After designing a desk for his flatmate, Mcdonald took to Instagram to show off the design.
"The next day people started asking to buy them and I was able to pay the bills.
"The online shop started as a tiny afterthought. I just listed some designs and during Covid we got so much traction it really bolstered our business and got us through a few quiet months."
Once the number of orders started picking up Mcdonald found that he could no longer manage alone.
At first, he found it challenging to find the right staff, but Mcdonald found that working as a team toward a common goal is a great way to unite people.
"I am extremely lucky to be able to work with like-minded individuals who are keen to grow themselves and the business," he said.
Good Wood likes to support locals as much as possible, buying wood and tools from places like TUMU ITM and Mitre10, screws and fasteners from ECKO Fasteners and getting engineering done at QC Engineering in Ahuriri.

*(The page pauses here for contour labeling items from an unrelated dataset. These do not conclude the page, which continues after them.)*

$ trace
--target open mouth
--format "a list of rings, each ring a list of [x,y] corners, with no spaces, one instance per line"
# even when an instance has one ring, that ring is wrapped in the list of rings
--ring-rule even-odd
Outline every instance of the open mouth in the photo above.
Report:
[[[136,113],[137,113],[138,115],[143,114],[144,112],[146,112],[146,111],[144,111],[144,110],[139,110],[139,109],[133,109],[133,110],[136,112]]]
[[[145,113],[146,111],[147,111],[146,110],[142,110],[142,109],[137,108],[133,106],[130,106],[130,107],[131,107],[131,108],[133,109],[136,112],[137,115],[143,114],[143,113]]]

"Without such great suppliers, I don't think we would be where we are today, and they get us product quickly, and they have excellent communication," Mcdonald said.
Along with local businesses' support, Good Wood has had an outpouring of support from the community.
Mcdonald said, "We get so much positive feedback it can actually be overwhelming but it's great and we love it."
Good Wood appreciates all feedback, even the negative feedback, as it can help improve the quality of their products.
"We plan to be around for a long time so every little improvement will add up to huge improvements over the life of the product."